Water Industry News
Dirty water, sanitation kill thousands daily-experts
Feb 25, 2005
By Karin Strohecker
LONDON (Reuters) - Unsafe drinking water and poor sanitation kill 4,000 children every day, global health experts said on Friday.
They described the deaths as a "silent humanitarian crisis" and called for immediate action.
"There should be an outcry, from the health community above all, for immediate, concerted efforts to confront the reality that sanitation coverage rates in the developing world barely keep pace with population growth," said Dr Jamie Bartram, of the World Health Organisation (WHO).
Four out of 10 people around the globe do not have access to a simple pit latrine and one-fifth have no source of safe drinking water.
"Far more people endure the largely preventable effects of poor sanitation and water supply than are affected by war, terrorism and weapons of mass destruction," Bartram said in an article in The Lancet medical journal.
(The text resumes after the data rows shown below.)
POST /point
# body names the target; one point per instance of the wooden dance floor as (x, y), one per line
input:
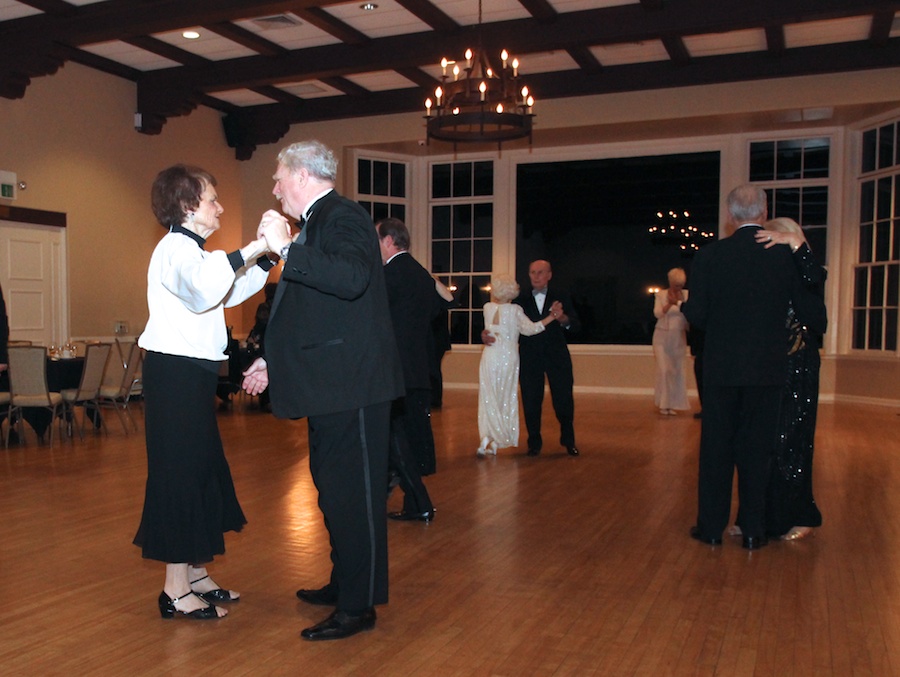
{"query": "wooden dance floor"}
(533, 566)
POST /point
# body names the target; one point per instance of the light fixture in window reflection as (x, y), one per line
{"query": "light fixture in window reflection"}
(675, 228)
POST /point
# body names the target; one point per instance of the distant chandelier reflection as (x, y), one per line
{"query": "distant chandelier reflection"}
(476, 102)
(675, 228)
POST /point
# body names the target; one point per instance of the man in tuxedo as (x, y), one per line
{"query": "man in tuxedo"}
(414, 302)
(740, 293)
(330, 355)
(547, 354)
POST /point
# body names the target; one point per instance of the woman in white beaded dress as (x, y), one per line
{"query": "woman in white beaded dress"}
(670, 345)
(498, 377)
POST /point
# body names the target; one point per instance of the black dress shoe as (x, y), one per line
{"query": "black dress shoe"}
(326, 596)
(755, 542)
(340, 624)
(697, 535)
(404, 516)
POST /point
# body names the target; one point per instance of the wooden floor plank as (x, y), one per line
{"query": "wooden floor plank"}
(533, 566)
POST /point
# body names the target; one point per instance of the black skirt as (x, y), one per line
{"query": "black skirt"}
(189, 500)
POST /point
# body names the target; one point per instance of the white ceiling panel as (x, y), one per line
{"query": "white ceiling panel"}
(733, 42)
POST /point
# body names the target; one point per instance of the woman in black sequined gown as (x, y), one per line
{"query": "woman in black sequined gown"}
(791, 510)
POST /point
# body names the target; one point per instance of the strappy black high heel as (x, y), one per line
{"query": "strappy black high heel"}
(167, 608)
(217, 595)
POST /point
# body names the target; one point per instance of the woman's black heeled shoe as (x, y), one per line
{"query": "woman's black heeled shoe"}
(218, 595)
(167, 608)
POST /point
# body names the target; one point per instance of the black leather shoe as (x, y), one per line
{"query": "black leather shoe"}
(326, 596)
(339, 625)
(404, 516)
(697, 535)
(755, 542)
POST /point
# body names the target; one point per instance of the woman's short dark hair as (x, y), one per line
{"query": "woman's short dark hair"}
(177, 191)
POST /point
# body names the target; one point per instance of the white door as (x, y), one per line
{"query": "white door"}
(33, 274)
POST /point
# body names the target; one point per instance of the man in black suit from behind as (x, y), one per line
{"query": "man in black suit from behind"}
(740, 293)
(414, 302)
(547, 354)
(330, 356)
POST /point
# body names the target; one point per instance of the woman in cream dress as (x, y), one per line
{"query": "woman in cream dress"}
(670, 345)
(498, 377)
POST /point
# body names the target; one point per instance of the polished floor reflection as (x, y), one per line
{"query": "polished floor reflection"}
(533, 566)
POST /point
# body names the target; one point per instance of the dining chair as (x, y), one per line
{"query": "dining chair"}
(88, 391)
(28, 387)
(118, 395)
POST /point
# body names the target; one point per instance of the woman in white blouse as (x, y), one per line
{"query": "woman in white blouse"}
(189, 500)
(670, 345)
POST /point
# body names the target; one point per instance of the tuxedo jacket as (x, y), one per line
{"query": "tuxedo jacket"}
(414, 304)
(740, 296)
(550, 345)
(329, 343)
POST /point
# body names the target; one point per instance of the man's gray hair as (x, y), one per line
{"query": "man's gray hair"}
(314, 156)
(747, 203)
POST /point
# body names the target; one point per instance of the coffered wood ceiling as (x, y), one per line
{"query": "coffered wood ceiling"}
(267, 65)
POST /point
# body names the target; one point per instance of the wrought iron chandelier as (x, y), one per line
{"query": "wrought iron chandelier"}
(476, 102)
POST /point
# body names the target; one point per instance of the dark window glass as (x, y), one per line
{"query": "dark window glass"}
(815, 158)
(876, 288)
(883, 199)
(870, 144)
(482, 252)
(818, 241)
(882, 240)
(893, 287)
(789, 159)
(886, 146)
(787, 203)
(484, 178)
(440, 181)
(364, 177)
(815, 206)
(440, 257)
(440, 222)
(890, 329)
(462, 256)
(483, 221)
(762, 161)
(462, 179)
(875, 329)
(865, 243)
(859, 329)
(379, 211)
(380, 178)
(867, 202)
(398, 179)
(862, 287)
(462, 221)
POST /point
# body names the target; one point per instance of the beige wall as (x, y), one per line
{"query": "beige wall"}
(71, 138)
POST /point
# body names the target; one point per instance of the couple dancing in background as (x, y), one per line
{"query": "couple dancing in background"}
(542, 317)
(746, 294)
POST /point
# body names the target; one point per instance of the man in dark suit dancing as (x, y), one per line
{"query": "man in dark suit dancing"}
(330, 356)
(547, 353)
(740, 294)
(414, 302)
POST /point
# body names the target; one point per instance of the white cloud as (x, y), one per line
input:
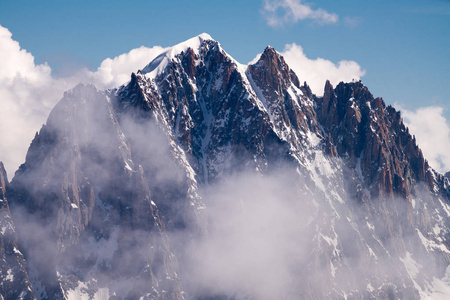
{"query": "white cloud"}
(432, 133)
(28, 91)
(116, 71)
(316, 71)
(280, 12)
(27, 94)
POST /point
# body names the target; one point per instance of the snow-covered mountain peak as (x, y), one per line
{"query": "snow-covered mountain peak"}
(158, 65)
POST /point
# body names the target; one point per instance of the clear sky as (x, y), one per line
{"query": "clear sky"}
(403, 46)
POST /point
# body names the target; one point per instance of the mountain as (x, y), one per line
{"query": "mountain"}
(202, 178)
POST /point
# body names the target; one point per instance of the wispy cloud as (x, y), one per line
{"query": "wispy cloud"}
(317, 71)
(280, 12)
(28, 91)
(432, 132)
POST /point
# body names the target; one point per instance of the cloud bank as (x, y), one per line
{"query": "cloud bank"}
(316, 71)
(28, 91)
(432, 133)
(280, 12)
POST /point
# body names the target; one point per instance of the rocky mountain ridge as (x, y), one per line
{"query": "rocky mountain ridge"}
(112, 193)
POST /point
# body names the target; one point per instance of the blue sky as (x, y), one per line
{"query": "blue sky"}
(403, 46)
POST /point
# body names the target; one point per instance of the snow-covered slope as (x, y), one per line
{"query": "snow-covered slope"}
(202, 178)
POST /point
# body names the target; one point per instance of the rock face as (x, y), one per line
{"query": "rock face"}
(88, 222)
(14, 279)
(109, 203)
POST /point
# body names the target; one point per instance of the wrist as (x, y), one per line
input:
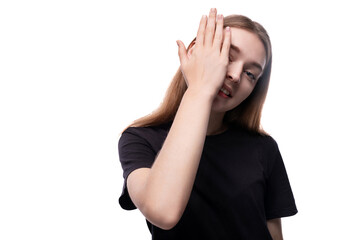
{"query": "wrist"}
(201, 94)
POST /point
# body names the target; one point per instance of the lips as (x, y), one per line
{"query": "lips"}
(227, 88)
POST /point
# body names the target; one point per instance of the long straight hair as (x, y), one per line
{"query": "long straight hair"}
(246, 115)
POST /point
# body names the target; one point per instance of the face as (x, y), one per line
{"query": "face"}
(247, 60)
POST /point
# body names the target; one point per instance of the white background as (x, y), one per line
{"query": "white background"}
(75, 73)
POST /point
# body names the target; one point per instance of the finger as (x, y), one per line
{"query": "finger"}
(210, 28)
(201, 30)
(218, 38)
(226, 43)
(182, 52)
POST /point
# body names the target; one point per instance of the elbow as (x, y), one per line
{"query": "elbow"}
(162, 217)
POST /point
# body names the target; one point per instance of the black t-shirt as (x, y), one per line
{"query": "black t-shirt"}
(241, 182)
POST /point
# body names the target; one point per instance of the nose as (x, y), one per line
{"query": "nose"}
(234, 73)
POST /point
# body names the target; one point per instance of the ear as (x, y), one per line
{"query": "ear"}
(191, 48)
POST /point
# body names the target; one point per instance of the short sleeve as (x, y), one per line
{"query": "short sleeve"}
(279, 198)
(134, 152)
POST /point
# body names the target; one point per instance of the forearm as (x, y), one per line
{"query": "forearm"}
(173, 173)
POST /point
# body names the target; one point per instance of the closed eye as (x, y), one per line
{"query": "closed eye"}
(250, 75)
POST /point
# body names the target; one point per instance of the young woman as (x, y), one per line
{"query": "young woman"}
(200, 166)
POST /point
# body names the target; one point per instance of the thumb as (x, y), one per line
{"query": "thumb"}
(182, 52)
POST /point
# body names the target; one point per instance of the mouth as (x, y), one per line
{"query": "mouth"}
(226, 91)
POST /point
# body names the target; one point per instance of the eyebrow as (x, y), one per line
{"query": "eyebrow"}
(255, 64)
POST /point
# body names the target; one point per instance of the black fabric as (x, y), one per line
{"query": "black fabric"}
(241, 182)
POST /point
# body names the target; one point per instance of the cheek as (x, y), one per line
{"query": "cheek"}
(245, 89)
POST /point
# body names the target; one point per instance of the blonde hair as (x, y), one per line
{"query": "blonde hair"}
(246, 115)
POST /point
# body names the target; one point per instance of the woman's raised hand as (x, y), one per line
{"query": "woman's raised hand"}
(205, 68)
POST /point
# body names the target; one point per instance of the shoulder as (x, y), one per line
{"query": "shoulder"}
(152, 136)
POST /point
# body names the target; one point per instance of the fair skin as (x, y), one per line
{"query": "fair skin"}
(162, 192)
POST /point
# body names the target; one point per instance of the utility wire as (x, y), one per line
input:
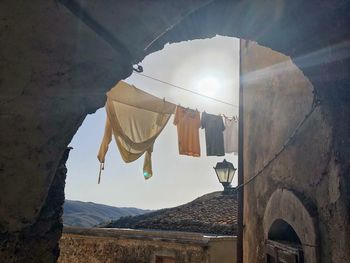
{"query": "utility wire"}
(314, 105)
(194, 92)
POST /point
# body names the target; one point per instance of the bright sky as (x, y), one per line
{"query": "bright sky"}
(207, 66)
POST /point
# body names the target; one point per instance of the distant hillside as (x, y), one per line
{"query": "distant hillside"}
(214, 213)
(88, 214)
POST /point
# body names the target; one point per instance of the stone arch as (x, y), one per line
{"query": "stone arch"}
(49, 90)
(287, 206)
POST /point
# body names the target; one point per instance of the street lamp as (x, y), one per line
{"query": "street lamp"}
(225, 172)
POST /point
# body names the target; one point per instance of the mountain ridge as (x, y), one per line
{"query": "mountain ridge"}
(89, 214)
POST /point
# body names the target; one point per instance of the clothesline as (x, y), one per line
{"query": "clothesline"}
(136, 118)
(188, 90)
(234, 117)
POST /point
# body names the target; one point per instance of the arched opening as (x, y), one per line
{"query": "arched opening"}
(283, 244)
(200, 74)
(280, 230)
(284, 31)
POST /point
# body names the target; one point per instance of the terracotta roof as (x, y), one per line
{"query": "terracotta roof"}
(214, 213)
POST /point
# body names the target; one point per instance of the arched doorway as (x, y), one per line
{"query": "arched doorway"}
(283, 244)
(289, 228)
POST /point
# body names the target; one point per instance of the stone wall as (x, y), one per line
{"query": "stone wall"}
(45, 233)
(55, 69)
(118, 245)
(277, 96)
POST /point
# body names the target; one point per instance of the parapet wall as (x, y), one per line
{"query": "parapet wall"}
(126, 245)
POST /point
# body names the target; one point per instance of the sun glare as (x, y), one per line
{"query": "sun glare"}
(208, 86)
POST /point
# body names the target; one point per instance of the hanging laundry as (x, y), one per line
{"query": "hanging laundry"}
(214, 138)
(231, 135)
(188, 124)
(135, 118)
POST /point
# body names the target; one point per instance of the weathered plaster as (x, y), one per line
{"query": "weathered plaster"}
(54, 70)
(126, 245)
(284, 204)
(277, 96)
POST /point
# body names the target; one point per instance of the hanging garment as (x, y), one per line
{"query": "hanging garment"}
(214, 126)
(188, 124)
(135, 118)
(231, 135)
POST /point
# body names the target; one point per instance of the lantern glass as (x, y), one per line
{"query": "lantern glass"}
(225, 172)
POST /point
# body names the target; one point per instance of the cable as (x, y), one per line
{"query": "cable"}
(314, 105)
(194, 92)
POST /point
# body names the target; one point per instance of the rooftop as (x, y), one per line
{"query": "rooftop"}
(214, 213)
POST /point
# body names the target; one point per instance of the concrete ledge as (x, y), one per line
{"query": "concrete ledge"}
(171, 236)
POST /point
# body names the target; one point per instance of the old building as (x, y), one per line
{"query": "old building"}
(58, 58)
(166, 234)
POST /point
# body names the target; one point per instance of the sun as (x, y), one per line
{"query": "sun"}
(208, 86)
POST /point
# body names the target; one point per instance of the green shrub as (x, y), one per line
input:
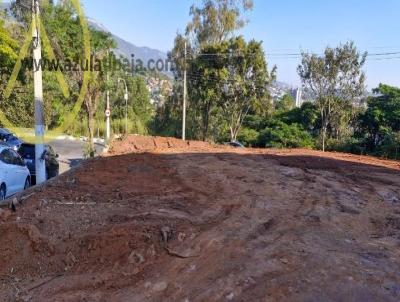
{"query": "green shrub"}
(248, 137)
(281, 135)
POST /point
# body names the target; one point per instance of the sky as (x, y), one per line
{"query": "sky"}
(284, 26)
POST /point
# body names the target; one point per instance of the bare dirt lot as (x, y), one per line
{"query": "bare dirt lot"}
(163, 220)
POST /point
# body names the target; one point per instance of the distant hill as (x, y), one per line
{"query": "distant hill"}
(127, 49)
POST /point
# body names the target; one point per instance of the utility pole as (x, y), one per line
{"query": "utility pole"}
(108, 112)
(126, 104)
(38, 94)
(184, 97)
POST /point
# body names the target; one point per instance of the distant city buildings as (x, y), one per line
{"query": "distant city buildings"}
(159, 89)
(297, 95)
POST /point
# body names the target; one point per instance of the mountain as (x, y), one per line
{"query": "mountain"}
(127, 49)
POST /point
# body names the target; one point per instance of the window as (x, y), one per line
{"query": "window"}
(7, 157)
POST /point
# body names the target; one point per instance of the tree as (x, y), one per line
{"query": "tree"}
(216, 20)
(382, 117)
(286, 103)
(213, 23)
(280, 135)
(101, 45)
(8, 48)
(246, 83)
(336, 79)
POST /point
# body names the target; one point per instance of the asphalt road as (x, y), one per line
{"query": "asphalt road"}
(71, 152)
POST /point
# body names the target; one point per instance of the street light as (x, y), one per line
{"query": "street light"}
(126, 103)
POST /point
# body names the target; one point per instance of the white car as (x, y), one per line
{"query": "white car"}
(14, 175)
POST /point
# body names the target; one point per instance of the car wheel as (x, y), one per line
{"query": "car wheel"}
(2, 192)
(27, 184)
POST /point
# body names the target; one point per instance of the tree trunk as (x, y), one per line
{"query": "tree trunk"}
(91, 133)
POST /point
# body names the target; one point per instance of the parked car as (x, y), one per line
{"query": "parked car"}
(14, 174)
(27, 152)
(235, 144)
(7, 137)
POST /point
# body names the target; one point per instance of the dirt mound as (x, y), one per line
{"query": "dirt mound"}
(186, 221)
(138, 143)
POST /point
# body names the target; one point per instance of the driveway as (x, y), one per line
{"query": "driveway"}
(71, 152)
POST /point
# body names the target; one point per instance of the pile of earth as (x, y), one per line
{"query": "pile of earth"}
(159, 219)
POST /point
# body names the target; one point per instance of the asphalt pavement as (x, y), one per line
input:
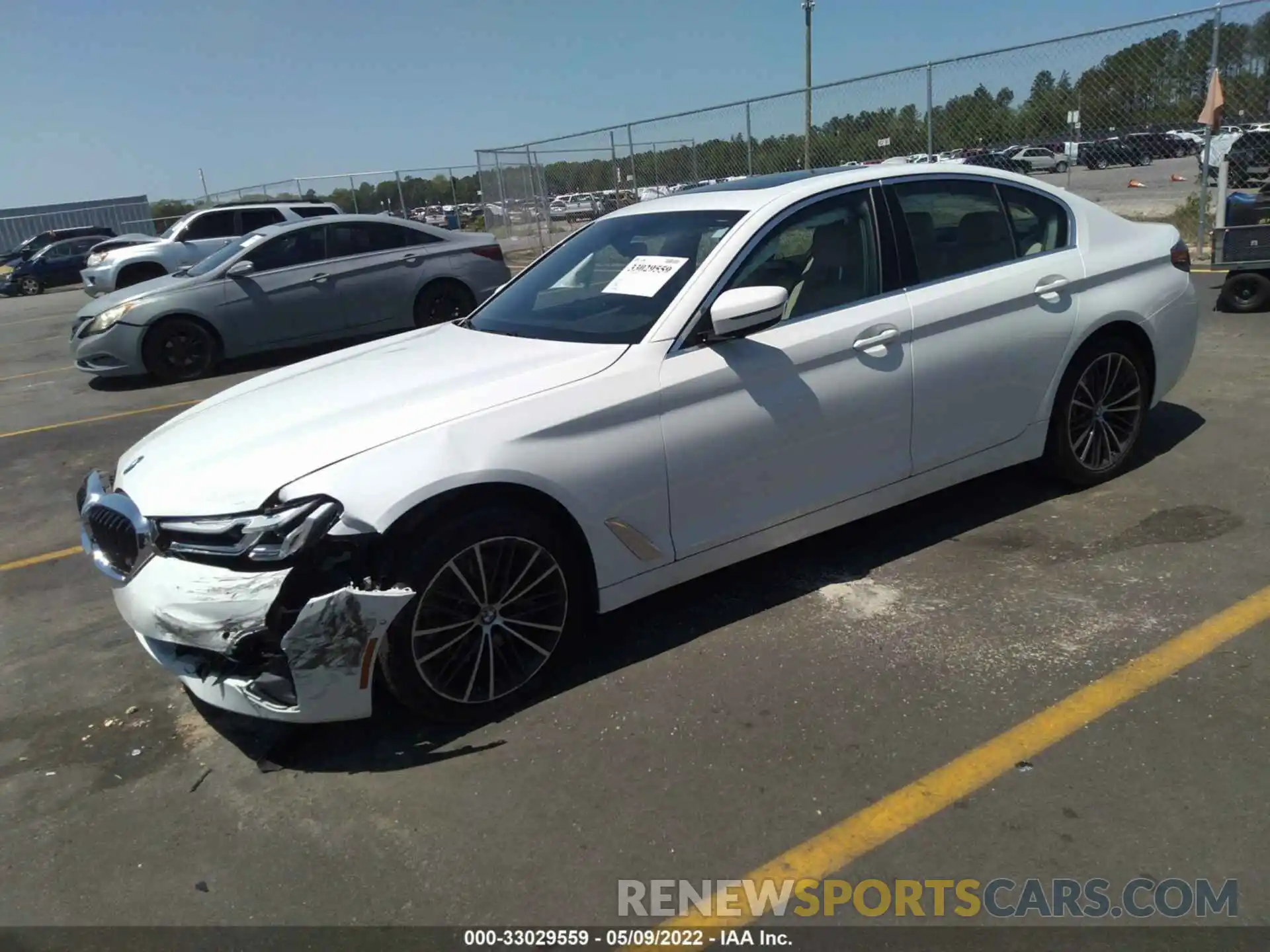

The report was published as part of a review of the Millennium Development Goals, a number of pledges set out in 1990 to improve living conditions in developing nations by 2015.
But the researchers said realizing the goals of eradicating extreme poverty, creating primary school education and reducing child mortality would be difficult without solving the water problem.
Half of all hospital beds in the world are filled with people suffering from water-related diseases such as malaria,
diarrhea and trachoma, an eye disorder, according to the report.
Tackling the problem means addressing it from all sides.
Bartram pointed to the fragile balance between development and safety when creating reservoirs and irrigation schemes. Crop watering systems can improve nutrition but they also provide a fertile breeding ground for diseases.
"Improving irrigation to avoid standing or slow-moving water and improving disposal of household wastewater can reduce mosquito breeding and transmission of malaria," he said.